P for ‘Protect’ – Individuals who are either at increased risk of injury or in a state of overload. These players would not be pushed physically during training due to overload and poor wellness combination.
M for ‘Maintain’ – Have experienced previous state of overload. Could prolong recovery phase before pushing hard.
I for ‘Increase’ – No state of overload in recent weeks. It is possible to push these players hard due to freshness.
Taking a player in the ‘I’ group as an example, Allen looked at the underlying data. Reviewing the five stress categories, they can design a training plan based around which areas need working on. For example, high speed runs with reduced work:rest ratio are added to the week’s plan for a central defender with low skeletal and cardiovascular stress scores. If work on the neuromuscular category is also required, then these runs would take place when fatigued.
Signal within the noise
“We’ve got a lot of information and a really simple way of overviewing players and their current status,” concluded Allen. “But we have to be really careful we don’t take our eye off the ball.”

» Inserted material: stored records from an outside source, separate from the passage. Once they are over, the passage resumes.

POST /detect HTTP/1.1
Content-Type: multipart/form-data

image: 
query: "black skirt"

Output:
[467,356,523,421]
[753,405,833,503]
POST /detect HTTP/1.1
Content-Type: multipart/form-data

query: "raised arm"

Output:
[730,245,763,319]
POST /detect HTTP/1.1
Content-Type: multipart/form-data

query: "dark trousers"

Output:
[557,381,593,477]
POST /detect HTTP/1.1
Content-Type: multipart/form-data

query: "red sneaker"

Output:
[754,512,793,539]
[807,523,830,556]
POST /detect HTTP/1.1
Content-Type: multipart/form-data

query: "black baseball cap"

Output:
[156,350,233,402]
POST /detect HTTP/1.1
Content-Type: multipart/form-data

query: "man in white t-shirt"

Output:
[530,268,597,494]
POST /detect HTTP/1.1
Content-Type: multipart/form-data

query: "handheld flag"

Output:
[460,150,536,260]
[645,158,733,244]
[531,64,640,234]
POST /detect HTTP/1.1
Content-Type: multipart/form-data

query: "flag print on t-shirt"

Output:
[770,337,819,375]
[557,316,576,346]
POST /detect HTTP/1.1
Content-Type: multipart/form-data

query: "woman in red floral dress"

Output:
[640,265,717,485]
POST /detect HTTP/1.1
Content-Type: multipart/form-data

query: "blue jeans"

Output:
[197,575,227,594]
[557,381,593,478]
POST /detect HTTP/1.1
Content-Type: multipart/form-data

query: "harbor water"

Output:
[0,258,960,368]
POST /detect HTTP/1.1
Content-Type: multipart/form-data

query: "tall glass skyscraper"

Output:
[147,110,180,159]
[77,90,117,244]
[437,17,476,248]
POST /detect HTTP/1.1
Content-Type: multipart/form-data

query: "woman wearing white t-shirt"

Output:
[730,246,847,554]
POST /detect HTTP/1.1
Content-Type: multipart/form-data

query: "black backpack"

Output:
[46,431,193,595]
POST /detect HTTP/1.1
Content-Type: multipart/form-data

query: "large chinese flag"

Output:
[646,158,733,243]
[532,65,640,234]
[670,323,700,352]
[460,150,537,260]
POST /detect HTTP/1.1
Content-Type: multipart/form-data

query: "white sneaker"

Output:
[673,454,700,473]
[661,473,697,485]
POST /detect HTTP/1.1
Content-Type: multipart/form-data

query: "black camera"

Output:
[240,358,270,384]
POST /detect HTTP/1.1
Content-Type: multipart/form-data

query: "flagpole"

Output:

With technology in sport accelerating at such a rapid rate, an understanding of which data is important, and why, is crucial. This can be done through education and, as we have seen, by putting in place an effective system that pinpoints the data relevant to the ultimate team objectives.
“Practitioners can have all the information in the world but the data itself won’t affect the outcome without building a rapport with people, and your own knowledge of the data,” explained Allen. “That is why it is paramount we’re able to find the signals within the noise and it is people like Firstbeat who can help us do this.”